The Seahawks did move into Foxcroft territory on that first possession of the third quarter, but some aggressive work by defensive back Alex Kasprzak induced an offensive pass interference penalty against Boothbay that ended that threat.
Foxcroft then got its third touchdown pass of the day from quarterback Jamie Nason to Gould, and the Ponies were back in control.
“I couldn’t ask for more, this is all I wanted to do,” said Gould. “My senior year I had one goal, and that was states for football, and we did it.”
Anderson to hang up whistle
Saturday’s Class C football state final represented a milestone for one of Eastern Maine’s best-known football officials.

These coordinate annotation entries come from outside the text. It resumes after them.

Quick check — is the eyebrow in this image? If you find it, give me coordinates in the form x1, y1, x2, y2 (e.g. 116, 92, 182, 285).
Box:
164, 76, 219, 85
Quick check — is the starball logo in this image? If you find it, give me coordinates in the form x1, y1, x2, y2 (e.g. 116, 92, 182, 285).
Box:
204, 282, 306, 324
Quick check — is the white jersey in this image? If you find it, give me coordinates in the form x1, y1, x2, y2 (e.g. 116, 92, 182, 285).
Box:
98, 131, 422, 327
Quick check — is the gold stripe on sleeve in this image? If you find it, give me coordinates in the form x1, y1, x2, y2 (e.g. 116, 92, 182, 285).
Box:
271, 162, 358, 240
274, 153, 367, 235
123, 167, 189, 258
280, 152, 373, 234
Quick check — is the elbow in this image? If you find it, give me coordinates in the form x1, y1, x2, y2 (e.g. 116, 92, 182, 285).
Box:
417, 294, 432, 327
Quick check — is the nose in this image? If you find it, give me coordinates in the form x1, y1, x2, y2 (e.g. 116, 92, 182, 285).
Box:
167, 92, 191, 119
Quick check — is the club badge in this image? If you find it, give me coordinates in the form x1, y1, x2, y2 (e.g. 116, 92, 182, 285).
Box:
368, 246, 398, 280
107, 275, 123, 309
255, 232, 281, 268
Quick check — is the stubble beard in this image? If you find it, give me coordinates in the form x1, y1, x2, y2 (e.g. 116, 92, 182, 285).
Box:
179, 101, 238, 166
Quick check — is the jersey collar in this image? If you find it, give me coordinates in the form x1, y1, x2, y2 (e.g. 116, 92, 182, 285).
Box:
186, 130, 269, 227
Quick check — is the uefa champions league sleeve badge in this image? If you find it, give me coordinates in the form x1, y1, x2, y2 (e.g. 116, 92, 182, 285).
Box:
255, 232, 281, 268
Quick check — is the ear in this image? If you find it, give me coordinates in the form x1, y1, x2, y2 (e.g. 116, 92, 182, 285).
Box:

Foxcroft Academy’s 26-8 victory over Boothbay marked the final time wearing the striped shirt for Bangor’s Bruce Anderson, who served as the game’s linesman as part of the six-man on-field officiating crew led by referee Ralph Damren.
Anderson has decided to retire from football officiating after 39 years, a tenure that began during the late 1960s at the urging of J. Henry “Hank” Cameron, a longtime football and basketball official and assigner who was Anderson’s boss when both worked at Garland Street Junior High School – now the William S. Cohen Middle School – in Bangor.
Anderson also was a well-respected basketball official before retiring in recent years, and now serves as a high school basketball analyst for WZON radio.
The former physical education teacher continues to spend his spring and summer months one of the top baseball umpires in the region.
Baker aids Bonny Eagle staff
While the Bonny Eagle of Standish coaching staff had a distinct Lawrence flavor, with former Lawrence quarterback Kevin Cooper as the Scots head coach and former high school teammate John Suttie and ex-Bulldog coach Earle
“Pete” Cooper as two of his assistants, the staff also included an Eastern Maine presence.
Former Old Town head coach Dan Baker served as Bonny Eagle’s defensive line coach and assisted with the offensive line this season, including Saturday’s 34-14 win over Lawrence of Fairfield in the Class A state final.
Baker, who served as an assistant coach at Old Town from 1997 to 2000, was the school’s varsity football coach for three years before resigning after the 2005 season.
He and his family have since moved to Portland, and Baker landed a job this year as a world history teacher at Bonny Eagle as well as an assistant football coach.
Baker was credited by Suttie, who coached Noble of North Berwick to the 1997 Class A state championship before joining Cooper’s staff at Bonny Eagle, for his work on the technological side of game preparation, such as dealing with game films and using computers to enhance that effort.
Baker was an all-LTC and all-state linebacker and offensive guard during his playing days at Old Town, from where he graduated in 1992.